Taruskin had read Lang’s monumental work, Music in Western Civilization (1,107 pages, first published in 1941), in high school and, beginning with Lang’s proseminar in 1965, would eventually take many other seminars with him as a Columbia graduate student in musicology. Lang, who published Taruskin’s first article in 1970, was a “major stimulus” to Taruskin’s career decisions. Taruskin earned a master’s in 1968 and a Ph.D. in 1976, both from GSAS, and became an associate professor of music at Columbia. He now is a music professor at UC Berkeley. Taruskin also is a notable author of music histories, and, like his mentor Lang, presents a monumental effort in The Oxford History of Western Music (Oxford University Press, $699).

At six volumes and 4,272 pages, it might be called a textbook, a reference work or an encyclopedia because of its sheer bulk. But Taruskin, who was the sole author of the six-volume opus, considers his 13-year project exactly what it is titled: a history.

Western Music

Taruskin began in 1991 what was intended to be a course textbook. After 13 years of “toughing it out,” Taruskin produced an ambitious work that embodies a new approach to music history. Taruskin makes a concerted effort to connect music history with the rest of human history, while avoiding a typical survey of Western music’s great composers. Throughout, he creates a narrative thread that traces the history and development of the literate music tradition, treats music as a “meaningful utterance” and explores music’s influence on social attitudes as well as its effects on listeners.

The Oxford History of Western Music is distributed throughout its six volumes in an unusual way. Rather than peaking with Beethoven and then glossing over the 20th century, as many other large-scale music histories have done, Taruskin devotes two volumes to 20th century music and offers a comprehensive first volume on the birth and early development of the literate tradition. History also contains more than 1,800 musical examples that Taruskin uses for close analysis to make his historical arguments. The book requires a high level of musical literacy and is primarily addressed to academic musicians and students, although Taruskin hopes that “generally educated readers with an interest in classical music” will peruse it as well.

Such an ambitious work has not been without its critics. Some reviewers have noted a “lack of objectivity” in Taruskin’s work, feeling that the author’s opinions dominate the narrative. Others, expecting a thorough treatment of famous Western composers, have questioned Taruskin’s brief treatment of composers such as Jean Sibelius and Vaughn Williams.
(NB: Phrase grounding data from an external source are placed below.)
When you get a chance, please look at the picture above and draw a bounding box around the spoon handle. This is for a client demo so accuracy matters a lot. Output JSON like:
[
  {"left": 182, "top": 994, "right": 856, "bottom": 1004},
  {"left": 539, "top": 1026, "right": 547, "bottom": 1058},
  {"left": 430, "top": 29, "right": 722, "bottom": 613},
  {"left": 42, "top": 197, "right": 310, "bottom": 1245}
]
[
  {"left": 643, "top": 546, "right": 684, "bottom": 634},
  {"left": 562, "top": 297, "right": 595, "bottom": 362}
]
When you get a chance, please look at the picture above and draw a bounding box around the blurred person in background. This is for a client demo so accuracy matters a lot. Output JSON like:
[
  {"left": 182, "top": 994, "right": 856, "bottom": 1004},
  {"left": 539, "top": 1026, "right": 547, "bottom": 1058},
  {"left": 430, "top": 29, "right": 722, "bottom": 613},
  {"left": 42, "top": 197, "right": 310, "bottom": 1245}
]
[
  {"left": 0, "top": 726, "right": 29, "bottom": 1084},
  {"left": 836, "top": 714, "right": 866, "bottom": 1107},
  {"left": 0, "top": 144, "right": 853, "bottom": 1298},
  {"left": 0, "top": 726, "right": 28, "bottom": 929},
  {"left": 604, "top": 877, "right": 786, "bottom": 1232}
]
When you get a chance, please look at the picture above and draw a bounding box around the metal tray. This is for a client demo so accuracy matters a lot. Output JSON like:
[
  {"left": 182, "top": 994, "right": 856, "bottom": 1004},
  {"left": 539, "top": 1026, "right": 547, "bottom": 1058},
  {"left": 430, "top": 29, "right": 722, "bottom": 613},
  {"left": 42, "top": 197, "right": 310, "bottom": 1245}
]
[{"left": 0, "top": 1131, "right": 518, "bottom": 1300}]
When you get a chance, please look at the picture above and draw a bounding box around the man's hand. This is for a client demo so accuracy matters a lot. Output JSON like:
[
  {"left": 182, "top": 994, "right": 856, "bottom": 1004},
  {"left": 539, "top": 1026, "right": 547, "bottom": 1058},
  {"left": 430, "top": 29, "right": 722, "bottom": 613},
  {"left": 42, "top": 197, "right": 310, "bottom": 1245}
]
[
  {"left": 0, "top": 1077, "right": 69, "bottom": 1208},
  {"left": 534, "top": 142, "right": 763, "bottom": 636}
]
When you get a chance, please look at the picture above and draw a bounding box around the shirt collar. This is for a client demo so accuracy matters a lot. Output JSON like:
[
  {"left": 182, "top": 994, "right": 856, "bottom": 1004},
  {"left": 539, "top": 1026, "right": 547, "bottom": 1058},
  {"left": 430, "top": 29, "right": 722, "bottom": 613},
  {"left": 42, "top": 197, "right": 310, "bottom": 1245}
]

Taruskin, known for his contentious writing and controversial style, is unfazed by such comments. “The value of scholarship lies precisely in its power to raise provocative points, if they are supported by evidence,” he says. “I have done my homework … I do not merely assert my points but demonstrate them.” Taruskin also points out that many reviewers neglect to read the book’s introduction, which clearly explains the difference between the book as it ended up and a textbook, “which it manifestly is not.”

Taruskin became interested in music at age 8, when his mother, a piano teacher, gave him music lessons. Three years later, he began playing the cello. He further cultivated his musical interests at Columbia, where he stayed for 26 years. As an undergraduate, Taruskin played cello in the University Orchestra. His interest in musicology was sparked by Joel Newman, who taught the music majors’ music history sequence. As a freshman, Taruskin placed out of the required Music Humanities course, but as a graduate student and faculty member, he taught it every year from 1967–86, chairing the course for several years. Taruskin feels that Music Humanities, “when imaginatively, and yes, provocatively done, can be a valuable course.”

For his next project, Taruskin hopes to write a book on music historiography and the tasks of musicology. Having taught an equivalent of Lang’s proseminar to graduate students at Columbia and Berkeley for the past quarter-century, Taruskin will put into writing a different kind of literate tradition — one that he and Lang have thoroughly established in the 20th century and beyond.